The comment period runs from Aug. 6, 2021 to Feb. 16, 2022. Read the proposals as well as instructions for submitting comments and requests to testify at a series of planned public hearings.

The CARES Act addressed the use of remote procedures in criminal proceedings during the current COVID-19 pandemic. In addition to addressing criminal procedure issues for purposes of the current emergency, the Act also assigned a broader project to the Judicial Conference of the United States and the Supreme Court: consideration of rules amendments for future declared emergencies within the deliberative Rules Enabling Act framework.

The resulting proposed emergency rules would allow the Judicial Conference to activate some or all of a predetermined set of emergency rules, including provisions governing the use of remote procedures to conduct court proceedings and to ensure public access to public court proceedings, when a public emergency is declared by the Judicial Conference.

“The scope of the project is not limited to pandemics, but extends to other possible types of emergencies that might affect the courts,” said a June 1 memorandum summarizing the coordinated project. “The advisory committees have invested hundreds of hours of work on this project.”

A key feature of the proposals is that they are uniform to the extent possible and would bring significant uniformity in the procedures for declaring and terminating rules emergencies in the courts of appeal, bankruptcy courts, and district courts.
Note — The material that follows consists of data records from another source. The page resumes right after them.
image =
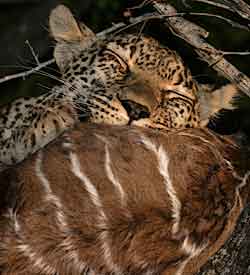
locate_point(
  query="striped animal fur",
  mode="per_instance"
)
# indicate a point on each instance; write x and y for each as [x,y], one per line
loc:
[119,200]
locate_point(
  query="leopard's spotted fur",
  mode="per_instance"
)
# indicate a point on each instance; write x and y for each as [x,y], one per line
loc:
[97,75]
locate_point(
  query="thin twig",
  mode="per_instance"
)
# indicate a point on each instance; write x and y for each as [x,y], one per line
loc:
[33,52]
[237,6]
[41,65]
[191,33]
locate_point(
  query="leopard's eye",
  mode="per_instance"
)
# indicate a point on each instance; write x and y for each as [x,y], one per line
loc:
[122,63]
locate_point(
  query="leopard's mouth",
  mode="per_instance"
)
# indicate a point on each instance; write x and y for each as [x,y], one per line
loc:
[135,110]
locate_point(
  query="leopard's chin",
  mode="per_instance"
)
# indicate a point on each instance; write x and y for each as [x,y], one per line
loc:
[135,110]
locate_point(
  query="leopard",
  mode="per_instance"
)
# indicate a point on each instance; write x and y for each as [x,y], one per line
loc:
[101,78]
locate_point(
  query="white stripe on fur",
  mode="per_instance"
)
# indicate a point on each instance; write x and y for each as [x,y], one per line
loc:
[163,163]
[102,219]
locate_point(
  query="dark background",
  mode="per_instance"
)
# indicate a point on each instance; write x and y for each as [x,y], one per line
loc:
[22,20]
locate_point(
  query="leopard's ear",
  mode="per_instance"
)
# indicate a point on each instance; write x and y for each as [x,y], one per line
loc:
[212,100]
[70,36]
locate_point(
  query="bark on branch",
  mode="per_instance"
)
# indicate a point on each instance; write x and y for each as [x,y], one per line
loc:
[234,256]
[195,36]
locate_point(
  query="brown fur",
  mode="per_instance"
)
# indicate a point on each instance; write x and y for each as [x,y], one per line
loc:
[137,228]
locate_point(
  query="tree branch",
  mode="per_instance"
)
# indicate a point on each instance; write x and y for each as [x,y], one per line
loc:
[237,6]
[195,36]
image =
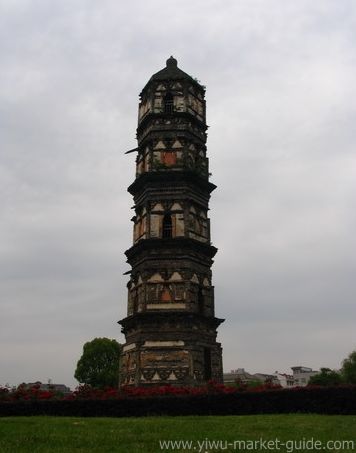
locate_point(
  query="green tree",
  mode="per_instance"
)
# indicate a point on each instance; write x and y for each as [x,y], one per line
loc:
[326,377]
[99,363]
[348,369]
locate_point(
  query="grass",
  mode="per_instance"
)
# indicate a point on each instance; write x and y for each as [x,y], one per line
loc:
[130,435]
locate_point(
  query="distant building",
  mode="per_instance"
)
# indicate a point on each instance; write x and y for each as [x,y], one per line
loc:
[284,380]
[239,376]
[302,374]
[48,387]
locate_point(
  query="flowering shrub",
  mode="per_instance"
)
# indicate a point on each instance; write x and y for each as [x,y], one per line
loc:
[210,399]
[25,393]
[85,392]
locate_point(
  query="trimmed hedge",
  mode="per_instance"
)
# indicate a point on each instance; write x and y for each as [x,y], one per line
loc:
[329,400]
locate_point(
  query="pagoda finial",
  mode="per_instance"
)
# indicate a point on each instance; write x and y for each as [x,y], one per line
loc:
[171,62]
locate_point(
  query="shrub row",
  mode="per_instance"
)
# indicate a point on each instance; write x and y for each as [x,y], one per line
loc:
[332,400]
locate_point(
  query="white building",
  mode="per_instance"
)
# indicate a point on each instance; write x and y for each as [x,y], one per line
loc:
[302,374]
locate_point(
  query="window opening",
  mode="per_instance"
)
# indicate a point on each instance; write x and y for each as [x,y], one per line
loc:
[168,103]
[167,226]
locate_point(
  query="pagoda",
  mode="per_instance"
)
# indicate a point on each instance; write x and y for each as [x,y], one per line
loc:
[171,328]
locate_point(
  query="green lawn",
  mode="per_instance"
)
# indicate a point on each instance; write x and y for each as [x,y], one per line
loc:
[69,434]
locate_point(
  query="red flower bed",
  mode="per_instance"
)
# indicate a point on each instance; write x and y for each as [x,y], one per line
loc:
[87,392]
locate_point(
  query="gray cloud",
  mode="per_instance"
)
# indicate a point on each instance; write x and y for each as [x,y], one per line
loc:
[280,90]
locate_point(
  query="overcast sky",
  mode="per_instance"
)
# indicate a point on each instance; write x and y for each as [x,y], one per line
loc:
[281,106]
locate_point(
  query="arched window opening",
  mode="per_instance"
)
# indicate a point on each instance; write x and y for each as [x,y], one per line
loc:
[207,364]
[168,103]
[200,301]
[167,226]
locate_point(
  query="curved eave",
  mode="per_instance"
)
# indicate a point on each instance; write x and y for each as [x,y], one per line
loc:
[147,317]
[155,115]
[170,177]
[171,243]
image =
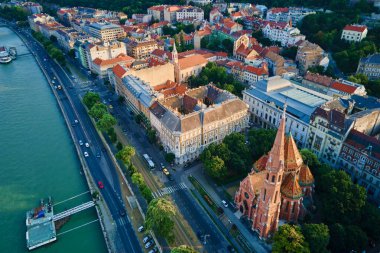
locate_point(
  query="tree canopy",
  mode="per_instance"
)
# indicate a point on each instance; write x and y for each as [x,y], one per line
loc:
[317,235]
[183,249]
[289,239]
[98,110]
[106,122]
[159,217]
[125,154]
[90,99]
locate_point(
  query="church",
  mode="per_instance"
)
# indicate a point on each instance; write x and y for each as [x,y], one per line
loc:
[277,186]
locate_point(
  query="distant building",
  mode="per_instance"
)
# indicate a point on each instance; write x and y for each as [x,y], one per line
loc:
[310,55]
[100,66]
[354,33]
[266,101]
[186,124]
[141,49]
[106,31]
[331,123]
[360,158]
[370,66]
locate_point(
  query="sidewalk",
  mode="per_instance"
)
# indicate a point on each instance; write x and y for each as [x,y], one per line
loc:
[258,245]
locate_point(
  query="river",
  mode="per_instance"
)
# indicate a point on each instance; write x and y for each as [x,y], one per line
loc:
[37,158]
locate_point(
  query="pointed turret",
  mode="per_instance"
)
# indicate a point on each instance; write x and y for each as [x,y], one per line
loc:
[276,155]
[293,158]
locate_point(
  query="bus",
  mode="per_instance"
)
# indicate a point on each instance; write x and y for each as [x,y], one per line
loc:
[149,161]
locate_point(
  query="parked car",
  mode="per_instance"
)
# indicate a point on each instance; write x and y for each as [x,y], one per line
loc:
[154,250]
[147,238]
[149,244]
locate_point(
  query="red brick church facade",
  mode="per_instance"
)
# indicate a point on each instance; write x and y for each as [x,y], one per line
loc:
[276,186]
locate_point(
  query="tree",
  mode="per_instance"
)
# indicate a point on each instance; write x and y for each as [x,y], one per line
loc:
[159,218]
[337,237]
[169,157]
[125,154]
[183,249]
[289,239]
[138,179]
[215,167]
[317,235]
[90,99]
[98,110]
[106,122]
[356,239]
[342,199]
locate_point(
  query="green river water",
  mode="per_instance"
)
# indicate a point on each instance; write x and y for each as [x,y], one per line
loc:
[37,158]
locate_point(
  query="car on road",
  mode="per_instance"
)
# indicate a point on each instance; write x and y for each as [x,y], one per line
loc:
[149,244]
[122,212]
[165,171]
[147,238]
[154,250]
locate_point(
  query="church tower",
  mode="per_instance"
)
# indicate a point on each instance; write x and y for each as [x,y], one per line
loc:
[265,220]
[176,63]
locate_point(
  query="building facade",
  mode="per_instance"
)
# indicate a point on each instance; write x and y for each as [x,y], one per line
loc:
[354,33]
[188,123]
[276,187]
[370,66]
[266,101]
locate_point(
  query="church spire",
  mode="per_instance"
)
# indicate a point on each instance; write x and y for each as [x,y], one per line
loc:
[276,155]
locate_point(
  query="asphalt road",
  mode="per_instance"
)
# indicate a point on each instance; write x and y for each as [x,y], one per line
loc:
[102,169]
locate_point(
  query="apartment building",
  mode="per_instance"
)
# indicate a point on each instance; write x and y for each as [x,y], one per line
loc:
[106,31]
[188,123]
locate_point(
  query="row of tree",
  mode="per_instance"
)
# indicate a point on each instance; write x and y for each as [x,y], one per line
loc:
[343,219]
[52,50]
[233,157]
[219,76]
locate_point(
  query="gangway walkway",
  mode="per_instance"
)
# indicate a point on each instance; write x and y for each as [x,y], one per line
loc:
[73,210]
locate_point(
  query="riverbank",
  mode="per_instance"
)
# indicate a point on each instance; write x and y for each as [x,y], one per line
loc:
[37,158]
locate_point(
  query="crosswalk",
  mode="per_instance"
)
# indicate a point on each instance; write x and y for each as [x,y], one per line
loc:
[169,190]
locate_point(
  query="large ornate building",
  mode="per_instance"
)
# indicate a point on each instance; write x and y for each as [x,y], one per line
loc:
[276,186]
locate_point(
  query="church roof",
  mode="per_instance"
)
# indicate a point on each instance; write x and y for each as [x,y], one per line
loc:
[260,164]
[305,176]
[276,155]
[290,187]
[293,158]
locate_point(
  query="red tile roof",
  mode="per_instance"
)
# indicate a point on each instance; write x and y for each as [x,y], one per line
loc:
[355,28]
[343,87]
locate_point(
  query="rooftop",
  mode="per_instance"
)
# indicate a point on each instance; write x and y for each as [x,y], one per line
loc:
[301,102]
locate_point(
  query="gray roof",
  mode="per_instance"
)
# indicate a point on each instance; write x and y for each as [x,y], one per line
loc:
[301,102]
[373,59]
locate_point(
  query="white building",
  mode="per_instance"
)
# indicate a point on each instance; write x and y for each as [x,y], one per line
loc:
[354,33]
[190,13]
[189,123]
[266,101]
[106,31]
[283,33]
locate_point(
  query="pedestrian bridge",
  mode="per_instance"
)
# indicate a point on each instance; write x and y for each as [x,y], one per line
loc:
[73,210]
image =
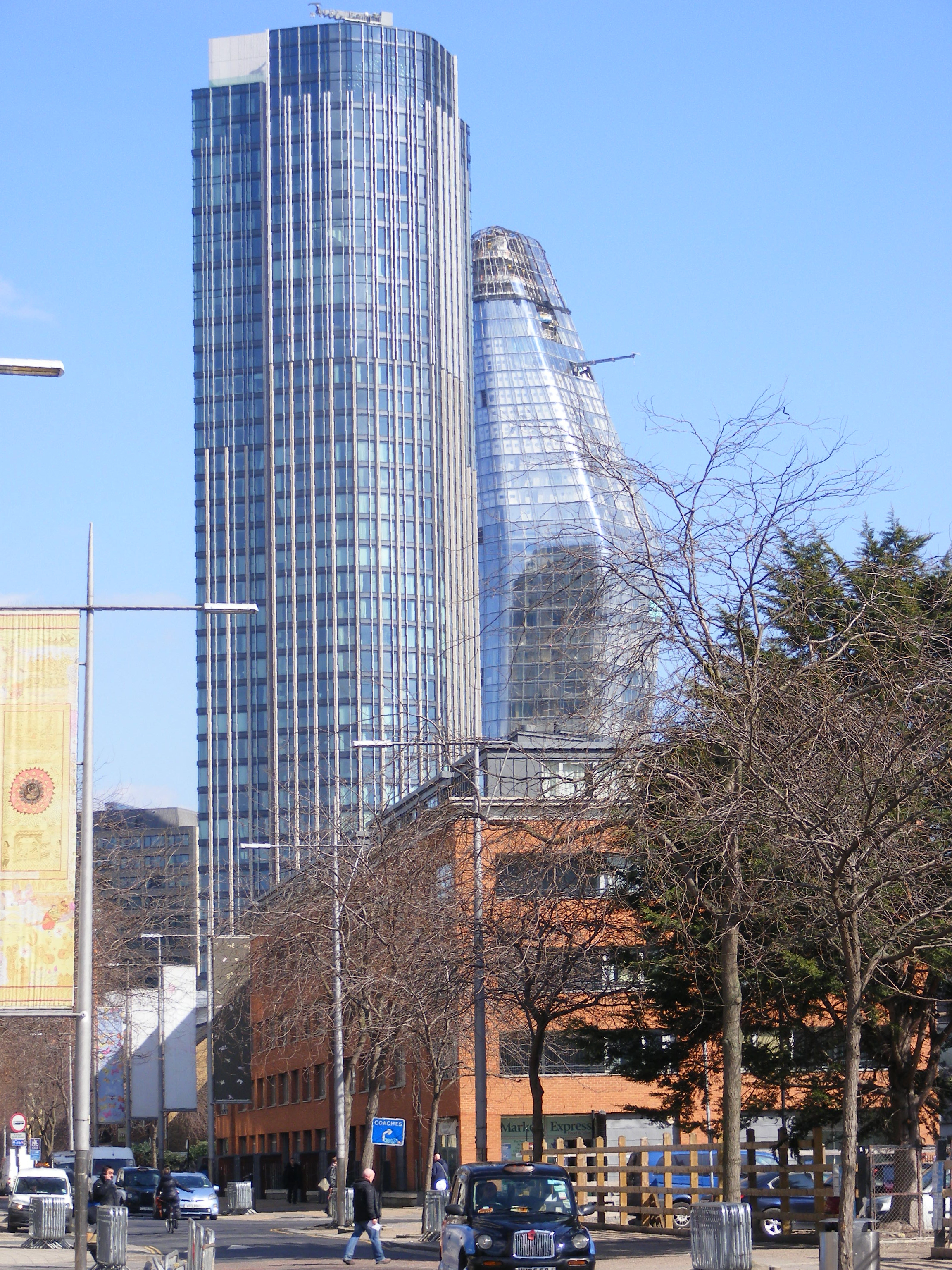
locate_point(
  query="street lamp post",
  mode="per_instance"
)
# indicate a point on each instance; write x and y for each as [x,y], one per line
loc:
[84,915]
[479,974]
[160,1127]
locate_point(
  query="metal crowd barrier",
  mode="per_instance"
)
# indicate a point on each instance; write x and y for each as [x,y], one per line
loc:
[201,1246]
[435,1204]
[239,1198]
[720,1237]
[48,1221]
[112,1236]
[348,1207]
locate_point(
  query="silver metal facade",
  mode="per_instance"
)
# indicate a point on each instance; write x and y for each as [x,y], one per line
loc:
[336,478]
[560,646]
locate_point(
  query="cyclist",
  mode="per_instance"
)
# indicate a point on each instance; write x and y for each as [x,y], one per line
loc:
[168,1197]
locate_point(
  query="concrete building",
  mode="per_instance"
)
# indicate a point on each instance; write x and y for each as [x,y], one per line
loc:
[336,479]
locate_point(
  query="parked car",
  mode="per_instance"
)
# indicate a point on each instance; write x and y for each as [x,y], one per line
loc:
[680,1178]
[197,1197]
[138,1188]
[503,1216]
[37,1182]
[767,1211]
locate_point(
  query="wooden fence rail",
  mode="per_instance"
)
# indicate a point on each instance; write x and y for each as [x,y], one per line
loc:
[638,1182]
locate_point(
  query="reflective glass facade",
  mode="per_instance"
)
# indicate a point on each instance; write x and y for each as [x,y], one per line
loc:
[334,455]
[559,645]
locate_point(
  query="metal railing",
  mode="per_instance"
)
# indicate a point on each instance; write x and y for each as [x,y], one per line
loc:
[720,1237]
[48,1222]
[239,1198]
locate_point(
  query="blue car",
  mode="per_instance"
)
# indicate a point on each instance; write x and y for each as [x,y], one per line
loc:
[514,1217]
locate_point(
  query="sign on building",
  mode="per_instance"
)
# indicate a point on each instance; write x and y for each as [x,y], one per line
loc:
[388,1132]
[38,680]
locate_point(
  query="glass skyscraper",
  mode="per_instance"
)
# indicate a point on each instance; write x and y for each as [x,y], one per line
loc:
[336,478]
[559,642]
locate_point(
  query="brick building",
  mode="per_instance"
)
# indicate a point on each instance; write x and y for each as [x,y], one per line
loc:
[293,1109]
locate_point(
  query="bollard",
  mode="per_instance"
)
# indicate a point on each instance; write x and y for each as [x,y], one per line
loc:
[48,1221]
[348,1207]
[866,1248]
[201,1246]
[112,1236]
[435,1204]
[720,1237]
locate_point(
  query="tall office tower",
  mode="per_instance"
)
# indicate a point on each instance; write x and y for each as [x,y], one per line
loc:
[560,643]
[336,477]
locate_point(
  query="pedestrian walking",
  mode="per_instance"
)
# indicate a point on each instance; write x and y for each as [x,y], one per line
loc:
[287,1182]
[440,1175]
[366,1218]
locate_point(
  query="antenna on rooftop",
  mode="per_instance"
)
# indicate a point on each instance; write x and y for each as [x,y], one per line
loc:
[581,370]
[375,19]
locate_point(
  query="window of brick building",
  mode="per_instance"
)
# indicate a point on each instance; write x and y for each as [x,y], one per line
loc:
[399,1070]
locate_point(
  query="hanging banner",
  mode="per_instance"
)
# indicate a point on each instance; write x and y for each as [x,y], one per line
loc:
[111,1060]
[38,683]
[179,1028]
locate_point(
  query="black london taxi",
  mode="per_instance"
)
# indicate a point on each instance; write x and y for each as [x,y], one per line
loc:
[514,1217]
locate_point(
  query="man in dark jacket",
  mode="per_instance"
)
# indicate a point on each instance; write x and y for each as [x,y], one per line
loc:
[366,1218]
[105,1189]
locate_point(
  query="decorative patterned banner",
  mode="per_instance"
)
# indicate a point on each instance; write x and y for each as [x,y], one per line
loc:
[38,683]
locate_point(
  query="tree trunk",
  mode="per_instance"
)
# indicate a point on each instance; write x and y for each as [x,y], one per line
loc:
[372,1105]
[432,1140]
[851,1088]
[732,1003]
[536,1050]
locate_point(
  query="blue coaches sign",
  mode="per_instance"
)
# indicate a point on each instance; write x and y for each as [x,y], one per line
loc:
[388,1133]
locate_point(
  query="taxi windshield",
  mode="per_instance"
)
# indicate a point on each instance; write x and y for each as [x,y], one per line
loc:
[522,1194]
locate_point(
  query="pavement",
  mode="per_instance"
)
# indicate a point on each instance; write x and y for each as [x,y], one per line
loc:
[301,1239]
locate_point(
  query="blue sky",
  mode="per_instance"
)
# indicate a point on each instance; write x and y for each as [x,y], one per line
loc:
[754,196]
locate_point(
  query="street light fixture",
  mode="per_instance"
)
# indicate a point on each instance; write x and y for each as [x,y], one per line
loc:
[479,973]
[30,366]
[84,909]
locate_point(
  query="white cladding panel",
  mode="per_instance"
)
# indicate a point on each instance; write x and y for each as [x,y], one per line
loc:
[238,60]
[179,1038]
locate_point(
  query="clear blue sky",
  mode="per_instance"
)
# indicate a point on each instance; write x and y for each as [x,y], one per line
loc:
[753,196]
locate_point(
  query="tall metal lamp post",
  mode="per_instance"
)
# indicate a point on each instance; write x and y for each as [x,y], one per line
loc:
[479,972]
[84,916]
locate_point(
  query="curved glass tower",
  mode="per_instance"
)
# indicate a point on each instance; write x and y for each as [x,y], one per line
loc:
[336,477]
[558,639]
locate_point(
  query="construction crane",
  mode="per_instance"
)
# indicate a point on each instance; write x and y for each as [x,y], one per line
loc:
[582,369]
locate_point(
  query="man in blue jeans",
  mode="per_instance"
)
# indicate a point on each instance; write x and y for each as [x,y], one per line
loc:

According to the memorandum, written on behalf of the Judiciary’s advisory committees on Appellate, Bankruptcy, Civil, and Criminal Rules, the proposals are uniform in the following key ways:

  1. The Judicial Conference has the sole authority to declare an emergency.
  2. The definition of a rules emergency. “A rules emergency is found when: extraordinary circumstances relating to public health or safety, or affecting physical or electronic access to a court, substantially impair the court’s ability to perform its functions in compliance with these rules.”
  3. An emergency declaration ends when the rules emergency conditions no longer exist. The termination of an emergency order is discretionary, meaning that the Judicial Conference can simply allow the declaration to expire.

The emergency rules would take effect in December 2023, if they are approved at each stage of the Enabling Act process and if Congress takes no action.